Das funktioniert wirklich nicht.
Grüsse sternhausen


----------



## Nymphaion (12. Mai 2008)

*AW: stör*

Hallo,

ich wollte noch was zum Thema __ Katzenwels beisteuern:

das sind die übelsten Räuber, die man sich in einem Gewässer vorstellen kann. Im Gartenteich fressen sie einfach alles auf was sich bewegt und nicht größer als sie selbst ist. Wenn sie in die Natur gelangen, dann ist die Katastrophe komplett. Sie können sich bei uns vermehren und machen in ihrem Gewässer alles andere Leben nieder (auch große Fische fangen klein an). Jedes Biotop, in das ein Katzenwels eingesetzt wird, ist rettungslos verloren.


----------



## Ulumulu (12. Mai 2008)

*AW: stör*

Hallo

Also mal ganz ehrlich, in einem Aufstellpool gehören nun wirklich keine Fische rein. 
Man kann es evtl. als Notlösung nehmen wenn man bereits einen Teich hat den man vergrößern will um die Fische für 2 bis 3 Wochen unterzubringen. 
Aber mehr nicht.

Und um Gotteswillen keine __ Störe oder ähnliches da rein.:shock 
Solche Fische haben in gewöhnlichen Gartenteichen unter 80.000 L nix verloren, da ihnen der Lebensraum fehlt. 
Von einem Poll braucht man gar nicht erst reden.

Ich finde es wirklich erschrecket, auf was für Gedanken manche Leute kommen nur um sich Fische zu halten.
Man sollte immer noch bedenken, dass es sich um Tiere handelt und diese sollte man halbwegs artgerecht halten.

Also bitte den Gedanken mit dem Pool direkt wieder vergessen. Da gehören keine Fische rein.

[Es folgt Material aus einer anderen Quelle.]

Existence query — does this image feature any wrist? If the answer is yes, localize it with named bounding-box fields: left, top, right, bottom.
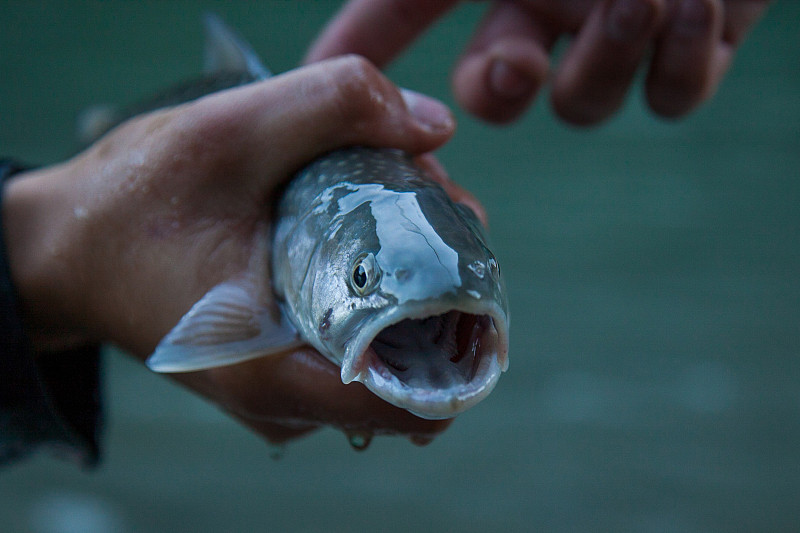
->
left=2, top=163, right=92, bottom=353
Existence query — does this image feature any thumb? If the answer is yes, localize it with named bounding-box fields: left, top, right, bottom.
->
left=175, top=55, right=456, bottom=184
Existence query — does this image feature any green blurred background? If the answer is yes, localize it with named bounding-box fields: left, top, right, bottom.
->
left=2, top=1, right=798, bottom=532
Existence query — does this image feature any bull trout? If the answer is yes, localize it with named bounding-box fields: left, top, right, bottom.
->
left=136, top=15, right=510, bottom=420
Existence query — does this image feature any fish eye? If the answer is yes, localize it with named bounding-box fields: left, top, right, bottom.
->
left=350, top=253, right=380, bottom=296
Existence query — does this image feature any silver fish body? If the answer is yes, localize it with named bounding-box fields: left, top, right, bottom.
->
left=271, top=147, right=509, bottom=418
left=140, top=14, right=510, bottom=419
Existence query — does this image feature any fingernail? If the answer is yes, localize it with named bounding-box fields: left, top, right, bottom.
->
left=488, top=59, right=533, bottom=100
left=675, top=0, right=712, bottom=35
left=606, top=0, right=658, bottom=42
left=400, top=89, right=454, bottom=133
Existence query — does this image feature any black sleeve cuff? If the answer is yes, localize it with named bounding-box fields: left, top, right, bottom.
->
left=0, top=159, right=103, bottom=468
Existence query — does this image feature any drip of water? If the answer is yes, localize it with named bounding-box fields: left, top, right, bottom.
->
left=268, top=442, right=286, bottom=460
left=347, top=433, right=373, bottom=451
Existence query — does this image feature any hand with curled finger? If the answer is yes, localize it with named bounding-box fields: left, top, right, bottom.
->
left=306, top=0, right=770, bottom=125
left=4, top=57, right=464, bottom=450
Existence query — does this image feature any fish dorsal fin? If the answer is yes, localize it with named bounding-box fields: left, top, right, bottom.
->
left=76, top=104, right=120, bottom=146
left=202, top=12, right=270, bottom=79
left=146, top=277, right=300, bottom=373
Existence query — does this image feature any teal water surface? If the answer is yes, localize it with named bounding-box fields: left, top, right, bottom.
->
left=2, top=2, right=799, bottom=532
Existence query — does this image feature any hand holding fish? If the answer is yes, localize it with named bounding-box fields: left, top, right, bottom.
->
left=3, top=56, right=466, bottom=445
left=306, top=0, right=770, bottom=124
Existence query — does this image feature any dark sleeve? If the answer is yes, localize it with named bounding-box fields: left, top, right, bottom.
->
left=0, top=159, right=103, bottom=468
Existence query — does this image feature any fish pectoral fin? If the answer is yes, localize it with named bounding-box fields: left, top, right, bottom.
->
left=146, top=278, right=300, bottom=373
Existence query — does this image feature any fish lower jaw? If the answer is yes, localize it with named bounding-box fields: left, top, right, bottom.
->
left=359, top=346, right=503, bottom=420
left=343, top=311, right=508, bottom=419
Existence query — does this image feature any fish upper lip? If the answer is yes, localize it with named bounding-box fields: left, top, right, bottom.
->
left=340, top=299, right=509, bottom=419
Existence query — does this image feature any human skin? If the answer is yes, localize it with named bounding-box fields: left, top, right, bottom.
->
left=2, top=56, right=488, bottom=445
left=305, top=0, right=771, bottom=124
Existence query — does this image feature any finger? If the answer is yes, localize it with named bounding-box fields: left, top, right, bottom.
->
left=646, top=0, right=724, bottom=118
left=551, top=0, right=666, bottom=125
left=414, top=153, right=489, bottom=226
left=721, top=0, right=771, bottom=46
left=451, top=1, right=555, bottom=124
left=703, top=0, right=771, bottom=98
left=304, top=0, right=460, bottom=66
left=173, top=56, right=455, bottom=190
left=176, top=347, right=454, bottom=439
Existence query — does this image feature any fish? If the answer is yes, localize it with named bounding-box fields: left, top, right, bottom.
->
left=134, top=14, right=510, bottom=420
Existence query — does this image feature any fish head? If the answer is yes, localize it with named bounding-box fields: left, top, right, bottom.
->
left=304, top=176, right=509, bottom=420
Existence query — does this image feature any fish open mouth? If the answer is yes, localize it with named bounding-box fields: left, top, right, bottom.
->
left=372, top=311, right=489, bottom=386
left=343, top=308, right=507, bottom=420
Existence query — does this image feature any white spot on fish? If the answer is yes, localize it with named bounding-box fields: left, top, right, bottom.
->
left=467, top=290, right=481, bottom=299
left=468, top=260, right=486, bottom=279
left=74, top=207, right=88, bottom=219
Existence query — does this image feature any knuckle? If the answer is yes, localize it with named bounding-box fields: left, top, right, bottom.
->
left=325, top=54, right=397, bottom=124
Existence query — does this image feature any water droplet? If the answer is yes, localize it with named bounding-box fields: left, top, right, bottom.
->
left=268, top=442, right=286, bottom=460
left=347, top=432, right=372, bottom=451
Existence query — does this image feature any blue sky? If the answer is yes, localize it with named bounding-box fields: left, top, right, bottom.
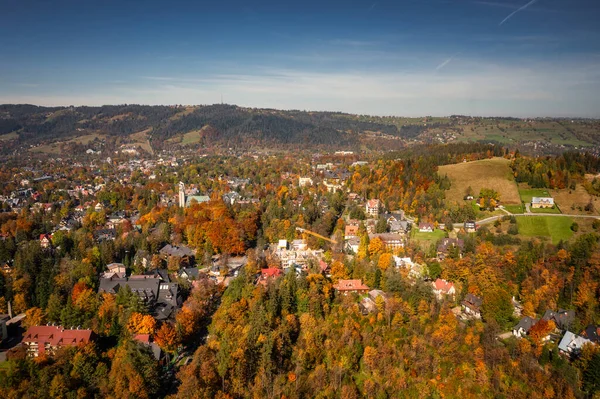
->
left=1, top=0, right=599, bottom=117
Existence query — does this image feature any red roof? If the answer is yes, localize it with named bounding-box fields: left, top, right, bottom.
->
left=334, top=279, right=370, bottom=292
left=39, top=234, right=51, bottom=241
left=134, top=334, right=151, bottom=344
left=367, top=199, right=380, bottom=208
left=22, top=326, right=93, bottom=354
left=433, top=278, right=454, bottom=293
left=261, top=268, right=282, bottom=278
left=319, top=260, right=328, bottom=272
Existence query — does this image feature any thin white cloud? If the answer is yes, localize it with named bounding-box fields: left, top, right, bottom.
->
left=499, top=0, right=538, bottom=26
left=2, top=57, right=599, bottom=117
left=435, top=57, right=454, bottom=70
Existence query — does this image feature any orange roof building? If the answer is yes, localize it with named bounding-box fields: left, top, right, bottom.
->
left=333, top=279, right=370, bottom=294
left=22, top=325, right=93, bottom=357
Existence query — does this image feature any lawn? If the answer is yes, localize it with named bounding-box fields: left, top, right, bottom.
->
left=503, top=204, right=524, bottom=214
left=0, top=131, right=18, bottom=141
left=530, top=206, right=562, bottom=214
left=411, top=229, right=447, bottom=248
left=518, top=187, right=552, bottom=204
left=550, top=185, right=600, bottom=216
left=439, top=157, right=521, bottom=206
left=516, top=216, right=574, bottom=244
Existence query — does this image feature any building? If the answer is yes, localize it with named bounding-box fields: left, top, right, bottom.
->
left=257, top=268, right=283, bottom=286
left=513, top=316, right=538, bottom=338
left=40, top=234, right=52, bottom=249
left=344, top=224, right=360, bottom=239
left=101, top=263, right=126, bottom=279
left=582, top=325, right=600, bottom=344
left=464, top=220, right=476, bottom=233
left=22, top=326, right=94, bottom=357
left=369, top=233, right=405, bottom=251
left=542, top=309, right=575, bottom=331
left=99, top=275, right=181, bottom=319
left=437, top=238, right=464, bottom=260
left=418, top=223, right=434, bottom=233
left=178, top=182, right=210, bottom=208
left=461, top=293, right=483, bottom=319
left=558, top=331, right=592, bottom=357
left=365, top=199, right=380, bottom=217
left=334, top=279, right=370, bottom=295
left=432, top=279, right=456, bottom=301
left=531, top=197, right=555, bottom=209
left=298, top=177, right=313, bottom=187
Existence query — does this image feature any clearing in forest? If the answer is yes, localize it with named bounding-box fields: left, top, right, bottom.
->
left=439, top=157, right=521, bottom=206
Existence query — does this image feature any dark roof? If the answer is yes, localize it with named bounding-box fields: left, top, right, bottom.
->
left=514, top=316, right=538, bottom=333
left=437, top=238, right=465, bottom=253
left=98, top=275, right=179, bottom=308
left=542, top=309, right=575, bottom=330
left=179, top=267, right=200, bottom=279
left=463, top=293, right=483, bottom=309
left=159, top=244, right=194, bottom=258
left=583, top=325, right=600, bottom=343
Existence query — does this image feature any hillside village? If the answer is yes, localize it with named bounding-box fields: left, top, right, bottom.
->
left=0, top=142, right=599, bottom=398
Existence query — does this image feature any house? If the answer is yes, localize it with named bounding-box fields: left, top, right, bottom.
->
left=437, top=238, right=464, bottom=260
left=94, top=202, right=105, bottom=212
left=133, top=334, right=162, bottom=361
left=531, top=197, right=554, bottom=209
left=369, top=233, right=405, bottom=250
left=159, top=244, right=195, bottom=266
left=98, top=275, right=181, bottom=318
left=344, top=224, right=360, bottom=239
left=418, top=223, right=434, bottom=233
left=582, top=325, right=600, bottom=344
left=345, top=237, right=360, bottom=254
left=40, top=234, right=52, bottom=249
left=333, top=279, right=370, bottom=295
left=101, top=263, right=126, bottom=279
left=365, top=199, right=380, bottom=217
left=432, top=279, right=456, bottom=300
left=222, top=191, right=241, bottom=205
left=558, top=331, right=592, bottom=357
left=461, top=293, right=483, bottom=319
left=93, top=229, right=116, bottom=242
left=298, top=177, right=313, bottom=187
left=513, top=316, right=538, bottom=338
left=257, top=268, right=283, bottom=286
left=22, top=326, right=94, bottom=357
left=359, top=290, right=387, bottom=314
left=542, top=309, right=575, bottom=331
left=178, top=267, right=200, bottom=281
left=464, top=220, right=476, bottom=233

Nutzt ihn lieber zur Abkühlung bei solch warmen Tagen wie jetzt gerade.


----------



## Dombo (12. Mai 2008)

*AW: stör*

Hallo,

ein Aufstellpool (wenn er nicht im Boden versenkt ist) gefriert in kalten Wintern durch.
... nee, sowas ist völlig ungeeignet als Fischhälterung, da hast Du sicher nur Ärger damit, ...mach Dir lieber nen vernünftigen Teich.


----------



## sonja36 (12. Mai 2008)

*AW: stör*

ok. ich werde den bagger holen !!!  

lg sonja


----------



## PyroMicha (12. Mai 2008)

*AW: stör*

Jetzt will ich auch mal was beisteuern...

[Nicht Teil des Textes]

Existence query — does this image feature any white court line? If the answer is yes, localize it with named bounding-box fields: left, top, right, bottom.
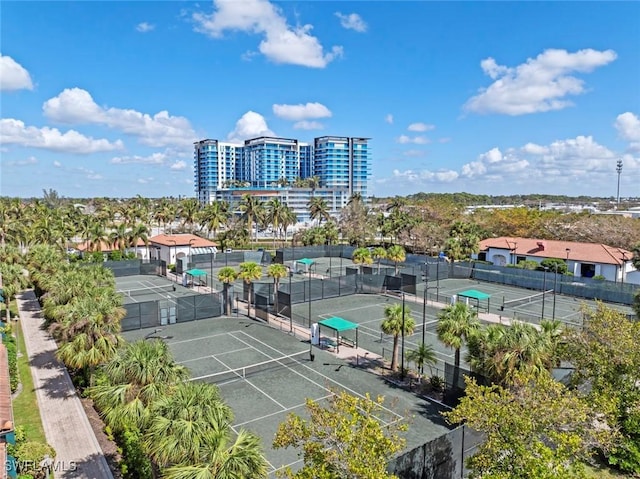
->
left=233, top=393, right=335, bottom=428
left=169, top=330, right=239, bottom=345
left=177, top=346, right=254, bottom=364
left=233, top=330, right=404, bottom=423
left=213, top=352, right=288, bottom=410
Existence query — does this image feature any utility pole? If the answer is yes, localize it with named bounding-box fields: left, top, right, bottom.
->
left=616, top=159, right=623, bottom=209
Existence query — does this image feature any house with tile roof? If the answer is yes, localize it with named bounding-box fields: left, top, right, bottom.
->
left=476, top=237, right=637, bottom=284
left=149, top=234, right=217, bottom=265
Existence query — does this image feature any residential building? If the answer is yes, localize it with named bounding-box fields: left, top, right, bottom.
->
left=476, top=237, right=636, bottom=284
left=149, top=234, right=218, bottom=265
left=194, top=135, right=371, bottom=222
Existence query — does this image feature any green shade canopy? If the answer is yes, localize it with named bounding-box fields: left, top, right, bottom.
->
left=297, top=258, right=314, bottom=265
left=318, top=317, right=359, bottom=353
left=458, top=289, right=491, bottom=300
left=186, top=268, right=208, bottom=277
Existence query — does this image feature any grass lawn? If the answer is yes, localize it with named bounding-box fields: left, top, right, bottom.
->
left=11, top=316, right=47, bottom=443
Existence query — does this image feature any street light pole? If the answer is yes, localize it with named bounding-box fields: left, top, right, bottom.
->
left=422, top=263, right=427, bottom=346
left=621, top=252, right=627, bottom=285
left=541, top=267, right=547, bottom=320
left=401, top=290, right=406, bottom=381
left=616, top=159, right=623, bottom=209
left=552, top=264, right=558, bottom=320
left=308, top=263, right=312, bottom=328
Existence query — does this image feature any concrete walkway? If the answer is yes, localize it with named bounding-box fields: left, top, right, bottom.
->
left=16, top=290, right=113, bottom=479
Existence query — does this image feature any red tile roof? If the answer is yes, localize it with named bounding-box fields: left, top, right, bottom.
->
left=149, top=234, right=217, bottom=247
left=479, top=237, right=632, bottom=266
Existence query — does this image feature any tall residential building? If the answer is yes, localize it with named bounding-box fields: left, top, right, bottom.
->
left=194, top=135, right=370, bottom=222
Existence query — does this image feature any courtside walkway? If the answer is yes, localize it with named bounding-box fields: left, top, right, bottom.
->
left=16, top=290, right=113, bottom=479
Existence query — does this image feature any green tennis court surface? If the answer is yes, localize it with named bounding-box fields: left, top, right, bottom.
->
left=115, top=274, right=199, bottom=304
left=429, top=278, right=634, bottom=327
left=122, top=317, right=452, bottom=477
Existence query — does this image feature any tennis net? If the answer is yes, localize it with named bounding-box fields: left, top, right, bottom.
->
left=192, top=350, right=308, bottom=384
left=501, top=290, right=553, bottom=311
left=116, top=284, right=175, bottom=298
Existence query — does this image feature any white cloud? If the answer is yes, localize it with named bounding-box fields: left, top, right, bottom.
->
left=193, top=0, right=343, bottom=68
left=438, top=137, right=451, bottom=144
left=616, top=112, right=640, bottom=153
left=385, top=114, right=393, bottom=124
left=460, top=135, right=618, bottom=183
left=136, top=22, right=155, bottom=32
left=110, top=152, right=168, bottom=165
left=335, top=12, right=367, bottom=32
left=397, top=135, right=429, bottom=145
left=293, top=120, right=323, bottom=130
left=390, top=168, right=459, bottom=183
left=4, top=156, right=38, bottom=167
left=407, top=122, right=434, bottom=132
left=0, top=54, right=33, bottom=91
left=614, top=112, right=640, bottom=146
left=0, top=118, right=123, bottom=154
left=272, top=102, right=331, bottom=121
left=227, top=111, right=274, bottom=142
left=464, top=48, right=617, bottom=115
left=170, top=160, right=187, bottom=170
left=53, top=160, right=62, bottom=168
left=43, top=88, right=196, bottom=147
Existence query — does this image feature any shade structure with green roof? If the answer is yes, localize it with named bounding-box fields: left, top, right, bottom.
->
left=318, top=316, right=358, bottom=353
left=295, top=258, right=314, bottom=273
left=457, top=289, right=491, bottom=312
left=185, top=268, right=208, bottom=290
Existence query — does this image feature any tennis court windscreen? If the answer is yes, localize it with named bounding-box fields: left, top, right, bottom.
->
left=192, top=350, right=308, bottom=384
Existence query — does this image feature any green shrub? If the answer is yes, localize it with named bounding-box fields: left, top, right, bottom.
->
left=593, top=275, right=605, bottom=281
left=3, top=333, right=18, bottom=392
left=117, top=428, right=153, bottom=479
left=13, top=441, right=56, bottom=479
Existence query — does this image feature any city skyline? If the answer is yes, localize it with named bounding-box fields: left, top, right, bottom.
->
left=1, top=1, right=639, bottom=199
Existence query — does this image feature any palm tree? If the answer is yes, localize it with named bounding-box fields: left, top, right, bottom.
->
left=371, top=247, right=387, bottom=274
left=162, top=428, right=268, bottom=479
left=436, top=302, right=480, bottom=387
left=201, top=201, right=230, bottom=240
left=143, top=382, right=233, bottom=467
left=128, top=223, right=150, bottom=258
left=237, top=262, right=262, bottom=318
left=109, top=223, right=129, bottom=252
left=406, top=343, right=437, bottom=379
left=308, top=197, right=330, bottom=226
left=352, top=247, right=372, bottom=274
left=266, top=198, right=286, bottom=248
left=307, top=175, right=320, bottom=196
left=386, top=245, right=406, bottom=275
left=380, top=303, right=415, bottom=372
left=178, top=198, right=201, bottom=230
left=54, top=292, right=125, bottom=381
left=89, top=339, right=189, bottom=432
left=218, top=266, right=237, bottom=316
left=266, top=264, right=288, bottom=315
left=239, top=195, right=264, bottom=246
left=280, top=206, right=297, bottom=246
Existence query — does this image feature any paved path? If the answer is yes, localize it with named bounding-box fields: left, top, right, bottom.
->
left=16, top=290, right=113, bottom=479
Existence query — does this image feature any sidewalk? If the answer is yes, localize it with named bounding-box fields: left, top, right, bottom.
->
left=16, top=290, right=113, bottom=479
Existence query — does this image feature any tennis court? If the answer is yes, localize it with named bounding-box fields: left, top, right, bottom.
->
left=122, top=317, right=452, bottom=477
left=115, top=274, right=200, bottom=305
left=292, top=293, right=457, bottom=374
left=427, top=278, right=635, bottom=327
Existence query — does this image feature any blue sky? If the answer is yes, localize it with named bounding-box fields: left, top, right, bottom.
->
left=1, top=1, right=639, bottom=199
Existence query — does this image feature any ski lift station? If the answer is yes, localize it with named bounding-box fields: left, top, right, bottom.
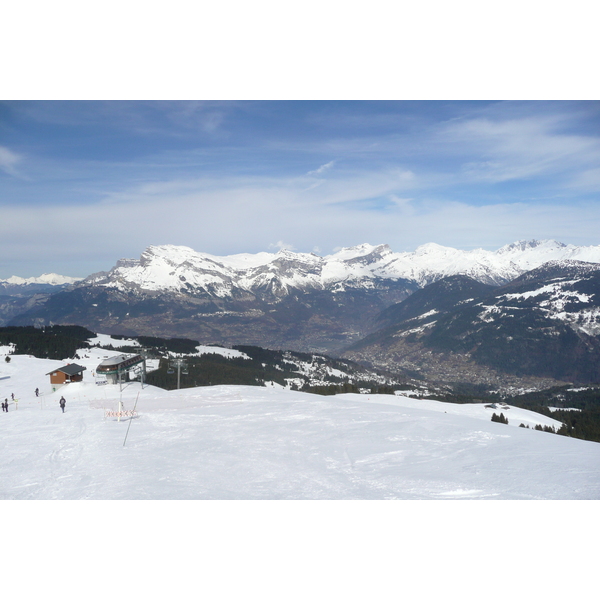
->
left=96, top=354, right=146, bottom=385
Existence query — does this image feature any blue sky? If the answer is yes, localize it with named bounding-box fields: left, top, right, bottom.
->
left=1, top=100, right=599, bottom=278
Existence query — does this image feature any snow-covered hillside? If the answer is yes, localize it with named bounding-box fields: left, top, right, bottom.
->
left=1, top=345, right=598, bottom=500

den Pool willst du aber nicht "eingraben" oder?
Der dürfte dafür nicht geeignet sein.
Die Erde kann von den Seiten einiges an "Druck" ausüben.
Dann besser gleich vernünftig mit Folie und entsprechendem Filter  .


----------



## AMR (12. Mai 2008)

*AW: stör*



			
				Michael_K schrieb:
			
		

> Jetzt will ich auch mal was beisteuern...
> 
> den Pool willst du aber nicht "eingraben" oder?
> Der dürfte dafür nicht geeignet sein.
> ...



jo das geht auf keinen fall


----------



## sonja36 (12. Mai 2008)

*AW: stör*

hi

nee wenn mit folie !!! ich muß nur noch nee idee haben wo . wegen der hunde und schafe ;-)

lg sonja


----------



## Phil (4. Juni 2008)

*AW: stör*

lang lang ist es her und da bin ich wiedermal. Lustig was sich hier so tummelt, entwickelt sich wie ein echtes Biotop, dieses Forum. Macht mans größer hat man auf einmal doppelt soviel Besatz  

Naja egal, mal zum Thema. Mir scheint die Idee, einen Teich haben zu wollen, alles in allem noch recht jungfräulich und unausgereift liebe Sonja. Zuerst nen Pool übrig gehabt, nach reiflicher Überlegung feststellen müssen, dass es damit nichts wird und nun mit der Brechstange ein Loch graben....
Mal am Rande, so ein Pool hat in der Regel ca. 8000L Wasserinhalt und kann durchaus eingegraben werden, kommt immer drauf an wo und wie man das macht. Dann gibts ja noch Menschen die ständig die Größe anderer Teiche bemängeln, bezüglich dem Besatz und einen Koiteich mit 9000L Wasser Ihr eigen nennen. Sowas fängt in meinen Augen auch erst bei 10.000L an und das ist schon die extremste Untergrenze, schon allein wegen dem stabilsten Gleichgewicht. Dir liebe Sonja, möchte ich allerdings ans Herz legen, deinen Teich ausführlicher zu planen, Hilfe dabei kannst du durchaus hier im Forum erlangen. Also mach dir Gedanken zum Ort, zur Größe, was willst du für einen Teich, was soll hinein, usw. Das ganze fängt schon bei den unterschiedlichen Anforderungen der Fische bzw generell Lebewesen an (viel Sonne = hohe Temp, wenig Sonne bzw Schatten = kühleres Wasser)... Sowas sollte von Anfang an bedacht werden. Wem nützt es ein Loch zu graben, alles fertig zu haben und am Ende die Fische im eigenen Saft zu kochen, nur weil der Schatten spendende Baum, noch am wachsen ist.
Zuletzt denk bitte daran das Fische Lebewesen sind und Lebewesen wollen und brauchen einen Lebensraum. Also wähle die Fische bitte dem geschaffenen Lebensraum entsprechend aus, oder schaffe den Lebensraum den dein Wunschfisch haben möchte.
Alles in allem glaube ich, hast du noch einiges an Plangungsphase vor dir, bevor du auch nur daran denken solltest, die Schaufel in die Hand zu nehmen.

MfG Phil


----------